I finished it last night. Lamentably, I had to resort to a guide for a couple of puzzles that were proving to be real bottlenecks: Getting the squeaky mouse toy off the cat and using Fred the Mummy in the beauty contest. I had been thinking along the right lines for the first one, but I expect the correct method would have remained elusive. I thought I needed to stop the arty brothers working, so they would go to their room and play with the cat. Instead, it turned out to be one of the very, very few times in the game that I had to use a specific command, that wasn't the default, on a world object. Up to you whether that was the me being thick, or the game not communicating its mechanics well enough - but it's definitely the latter, since the game is littered with otherwise irrelevant interactive scenery and the original interface is hideously overcomplicated - I'm supposed to go around clicking Push, Pull and Use on everything, on the offchance that one of them actually does something?. I can more easily accept The Mummy one as my fault, since I had already used it in another puzzle (although that one was screamingly obvious in comparison). I might have made the leap more easily if it had also been the solution to a past puzzle.

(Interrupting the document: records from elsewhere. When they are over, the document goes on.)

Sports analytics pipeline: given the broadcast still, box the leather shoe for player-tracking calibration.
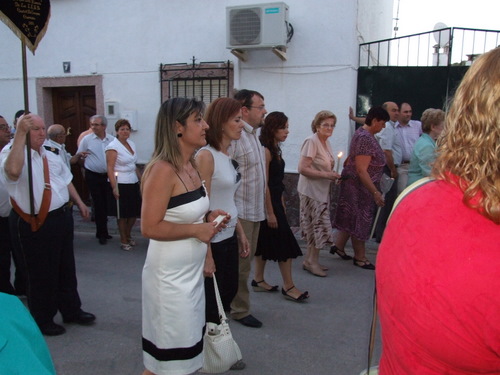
[234,315,262,328]
[39,322,66,336]
[63,310,95,325]
[95,234,113,240]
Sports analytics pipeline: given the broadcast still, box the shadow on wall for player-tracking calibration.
[283,173,340,227]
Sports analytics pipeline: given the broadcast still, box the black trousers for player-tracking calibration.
[85,169,111,238]
[0,217,26,294]
[205,233,240,323]
[9,208,81,325]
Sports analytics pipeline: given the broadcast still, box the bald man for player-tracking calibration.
[0,114,95,336]
[43,124,88,170]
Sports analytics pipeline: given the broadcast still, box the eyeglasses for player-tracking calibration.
[231,159,241,184]
[246,105,266,111]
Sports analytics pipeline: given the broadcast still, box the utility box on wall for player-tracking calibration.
[226,2,289,49]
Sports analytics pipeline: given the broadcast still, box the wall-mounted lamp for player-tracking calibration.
[63,61,71,73]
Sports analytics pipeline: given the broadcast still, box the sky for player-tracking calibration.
[392,0,500,36]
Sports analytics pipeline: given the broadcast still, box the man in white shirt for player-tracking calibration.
[228,90,267,328]
[375,102,403,242]
[77,115,115,245]
[395,103,422,195]
[0,114,95,336]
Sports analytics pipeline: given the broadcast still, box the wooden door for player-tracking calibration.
[52,86,96,203]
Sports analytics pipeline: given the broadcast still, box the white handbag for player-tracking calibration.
[200,275,242,374]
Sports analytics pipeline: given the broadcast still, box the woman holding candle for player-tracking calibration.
[105,119,141,251]
[330,107,389,270]
[252,112,309,302]
[297,111,340,277]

I managed to defeat Purple Tentacle without even trying. The way his shrink ray pinged when it was recharging, I naturally assumed the solution would be to trick him with reception bell. I was just going through all the dialogue options for fun, when I blundered into the the real answer.
Overall, some gripes aside, I had a good time playing it. Whether I would be as sanguine about it had I paid 50-odd quid for it back in 1993, I don't know - but I didn't, so I am. I may not be a full convert to the genre just yet, but I'm certainly not averse to getting some more adventure games (when they are next on sale). In the meantime, I can give Maniac Mansion a go.